There was more than a hint of invitation in this. After a silence, she said: “One’s instinct is to hide one’s troubles.”
“Sylvia,” I answered, “let me tell you about us. You must realise that you’ve been a wonderful person to me; you belong to a world I never had anything to do with, and never expected to get a glimpse of. It’s the wickedness of our class-civilization that human beings can’t be just human beings to each other—a king can hardly have a friend. Even after I’ve overcome the impulse I have to be awed by your luxury and your grandness; I’m conscious of the fact that everybody else is awed by them. If I so much as mention that I’ve met you, I see people start and stare at me—instantly I become a personage. It makes me angry, because I want to know you.”
She was gazing at me, not saying a word. I went on: “I’d never have thought it possible for anyone to be in your position and be real and straight and human, but I realise that you have managed to work that miracle. So I want to love you and help you, in every way I know how. But you must understand, I can’t ask for your confidence, as I could for any other woman’s. There is too much vulgar curiosity about the rich and great, and I can’t pretend to be unaware of that hatefulness; I can’t help shrinking from it. So all I can say is—if you need me, if you ever need a real friend, why, here I am; you may be sure I understand, and won’t tell your secrets to anyone else.”
With a little mist of tears in her eyes, Sylvia put out her hand and touched mine. And so we went into a chamber alone together, and shut the cold and suspicious world outside.
20. We knew each other well enough now to discuss the topic which has been the favourite of women since we sat in the doorways of caves and pounded wild grain in stone mortars—the question of our lords, who had gone hunting, and who might be pleased to beat us on their return. I learned all that Sylvia had been taught on the subject of the male animal; I opened that amazing unwritten volume of woman traditions, the maxims of Lady Dee Lysle.

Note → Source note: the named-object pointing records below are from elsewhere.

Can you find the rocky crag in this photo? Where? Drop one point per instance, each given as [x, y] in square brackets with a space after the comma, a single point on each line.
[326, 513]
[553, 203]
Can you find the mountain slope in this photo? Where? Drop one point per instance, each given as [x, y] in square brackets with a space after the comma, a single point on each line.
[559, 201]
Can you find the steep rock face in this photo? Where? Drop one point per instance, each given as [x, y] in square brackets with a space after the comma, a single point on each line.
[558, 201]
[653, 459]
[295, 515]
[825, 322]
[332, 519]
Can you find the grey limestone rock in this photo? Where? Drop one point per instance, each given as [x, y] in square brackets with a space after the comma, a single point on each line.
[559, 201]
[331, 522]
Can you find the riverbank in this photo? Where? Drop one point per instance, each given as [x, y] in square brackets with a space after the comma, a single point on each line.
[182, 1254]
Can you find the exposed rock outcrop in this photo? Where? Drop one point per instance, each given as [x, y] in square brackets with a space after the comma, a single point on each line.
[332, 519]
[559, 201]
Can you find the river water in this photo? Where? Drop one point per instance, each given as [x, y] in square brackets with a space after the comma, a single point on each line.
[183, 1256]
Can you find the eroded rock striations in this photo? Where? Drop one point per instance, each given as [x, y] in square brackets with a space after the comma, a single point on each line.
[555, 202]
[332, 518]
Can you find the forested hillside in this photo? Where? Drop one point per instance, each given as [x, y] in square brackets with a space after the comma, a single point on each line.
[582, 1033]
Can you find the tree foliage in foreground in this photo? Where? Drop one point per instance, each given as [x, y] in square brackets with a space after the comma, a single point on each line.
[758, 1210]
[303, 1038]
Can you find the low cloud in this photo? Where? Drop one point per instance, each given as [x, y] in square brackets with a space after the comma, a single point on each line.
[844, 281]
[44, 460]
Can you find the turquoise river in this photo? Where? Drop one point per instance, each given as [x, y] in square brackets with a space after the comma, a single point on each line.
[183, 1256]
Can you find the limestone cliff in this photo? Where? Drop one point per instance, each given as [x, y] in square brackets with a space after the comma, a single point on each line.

Sylvia’s maternal great-aunt had been a great lady out of a great age, and incidentally a grim and grizzled veteran of the sex-war. Her philosophy started from a recognition of the physical and economic inferiority of woman, as complete as any window-smashing suffragette could have formulated, but her remedy for it was a purely individualist one, the leisure-class woman’s skill in trading upon her sex. Lady Dee did not use that word, of course—she would as soon have talked of her esophagus. Her formula was “charm,” and she had taught Sylvia that the preservation of “charm” was the end of woman’s existence, the thing by which she remained a lady, and without which she was more contemptible than the beasts.